Primeiro-ministro britânico vendeu participação na Blairmore Investment Trust quatro meses antes de ser eleito, em 2010, obtendo um lucro de 19 mil libras.
O primeiro-ministro britânico admitiu ter detido uma participação no fundo de investimento offshore, por intermédio da sociedade de advogados Mossack Fonseca, no centro do escândalo do Panama Papers. David Cameron alienou essa participação por 30 mil libras (37 mil euros) quatro meses antes de ter sido eleito, em Maio de 2010.
A revelação, de consequências potencialmente explosivas para o líder conservador, surge cinco dias depois de o jornal Guardian, um dos parceiros do Consórcio Internacional de Jornalistas de Investigação, ter revelado queIan Cameron, um corrector da City de Londres já falecido, ter sido um dos clientes da firma panamiana, que o assessorou na criação da Blairmore Investment Trust, um activo sediado nas Bahamas e que, em trinta anos de actividade, nunca pagou um cêntimo de impostos no Reino Unido. Apesar disso, sublinha o jornal britânico, não há qualquer indício de que o esquema montado fosse ilegal.
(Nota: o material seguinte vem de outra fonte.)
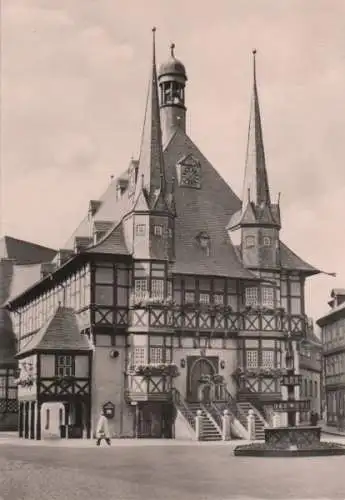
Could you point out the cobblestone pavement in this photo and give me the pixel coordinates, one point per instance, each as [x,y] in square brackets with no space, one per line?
[162,472]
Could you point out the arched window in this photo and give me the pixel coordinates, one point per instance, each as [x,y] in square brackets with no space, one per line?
[47,419]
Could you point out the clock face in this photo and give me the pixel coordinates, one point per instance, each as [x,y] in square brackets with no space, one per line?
[190,173]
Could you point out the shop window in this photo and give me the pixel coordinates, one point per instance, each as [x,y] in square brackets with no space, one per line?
[267,359]
[268,297]
[158,230]
[139,356]
[140,229]
[189,297]
[157,289]
[250,241]
[252,296]
[252,359]
[218,299]
[204,298]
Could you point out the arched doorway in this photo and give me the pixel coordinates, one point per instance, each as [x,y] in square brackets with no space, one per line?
[201,372]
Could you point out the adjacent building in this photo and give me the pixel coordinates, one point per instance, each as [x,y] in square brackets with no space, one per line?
[20,266]
[332,327]
[172,295]
[311,371]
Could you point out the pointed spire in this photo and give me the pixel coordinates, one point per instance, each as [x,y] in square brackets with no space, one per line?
[172,49]
[256,179]
[151,161]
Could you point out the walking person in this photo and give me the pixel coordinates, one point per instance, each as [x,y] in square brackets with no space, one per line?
[102,431]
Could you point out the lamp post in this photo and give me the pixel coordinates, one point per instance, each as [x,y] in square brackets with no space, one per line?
[290,371]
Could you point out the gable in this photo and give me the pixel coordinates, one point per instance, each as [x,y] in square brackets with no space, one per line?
[207,209]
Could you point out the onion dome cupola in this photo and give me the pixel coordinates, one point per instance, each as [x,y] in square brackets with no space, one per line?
[172,79]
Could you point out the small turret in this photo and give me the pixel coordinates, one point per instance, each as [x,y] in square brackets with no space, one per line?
[259,218]
[172,81]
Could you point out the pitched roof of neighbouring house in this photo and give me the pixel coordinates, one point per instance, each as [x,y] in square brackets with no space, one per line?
[61,332]
[7,340]
[24,252]
[24,276]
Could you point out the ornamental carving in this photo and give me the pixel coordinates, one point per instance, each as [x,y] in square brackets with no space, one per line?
[189,172]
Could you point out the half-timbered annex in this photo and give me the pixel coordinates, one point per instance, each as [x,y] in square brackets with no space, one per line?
[333,340]
[185,293]
[19,261]
[311,371]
A clarificação surge dois dias depois de o primeiro-ministro ter garantido que não possuía acções de empresas nem fundos sediados em paraísos fiscais. A afirmação não foi considerada suficiente pela imprensa e obrigou Downing Street a emitir três comunicados posteriores, afirmando primeiro que nem a mulher nem os filhos eram beneficiários de qualquer activo desse género e, um dia depois, que ninguém na família seria herdeiro de qualquer fundooffshore.
Mas a pressão sobre o líder conservador não diminui – nesta quinta-feira oGuardian fazia um retrato da origem da fortuna da família – e Cameron responde agora finalmente sobre a sua situação financeira passada. Numa entrevista à ITV, Cameron explicou que comprou cinco mil unidades de participação no fundo de investimento de que o pai era director em 1997 por cerca de 12.500 libras (15.400 euros), tendo alienado essa posição em Janeiro de 2010 por 31.500 libras (cerca de 38 mil euros) – o lucro obtido ficou ligeiramente abaixo da fasquia mínima para ser sujeito a imposto sobre mais-valias.
“Quero ser tão franco quanto possível sobre o meu passado, o meu presente e o meu futuro porque, honestamente, não tenho nada a esconder”, afirmou o líder conservador que, aproveitou a entrevista para sair em defesa do pai. “Tenho muito orgulho nele, naquilo que ele fez e no negócio que montou, bem como em tudo o resto”, disse, acrescentando “não suportar ver o nome dele arrastado pela lama”. “Eu escolhi um caminho diferente do meu pai, do meu avô, do meu bisavô, que foram todos correctores, e não tenho nada a esconder sobre as minhas contas. Terei todo o gosto em responder a perguntas sobre isso.”
O nome de Ian Cameron é várias vezes citados nos Panama Papers – 11,5 milhões de documentos da Mossack Fonseca obtidos pelo Consórcio – e neles fica claro que recorreu a vários estratagemas para garantir que o Blairmore não era visto pelas autoridades tributárias como estando sediado no Reino Unido, apesar de tanto a maioria dos seus investidores como quadros dirigentes serem britânicos. Para isso, de cada vez que a direcção do fundo tinha assuntos importantes a tratar Ian Cameron e outros directores reuniam-se no estrangeiro. O jornal Guardian adianta que o fundo contratou também vários cidadãos residentes nas Bahamas, cuja única tarefa seria assinar documentação.
David Cameron responde a estas alegações, negando que o fundo servisse para que os investidores “fugissem aos impostos”, mas como veículo para investimentos cambiais e participações em empresas.
Mesmo que legais, as práticas atribuídas ao pai, bem como o tempo que demorou a dar explicações sobre a sua situação financeira, são lesivas para o primeiro-ministro, que se tem apresentado como instigador de mudanças legais para combater a evasão fiscal e a falta de transparência dos paraísos fiscais. Já nesta quinta-feira, o Financial Times tinha revelado uma carta que Cameron escreveu em 2013 ao anterior presidente do Conselho Europeu defendendo que os fundos de investimento deveriam ser sujeitos a um controlo menos apertado do que as empresas.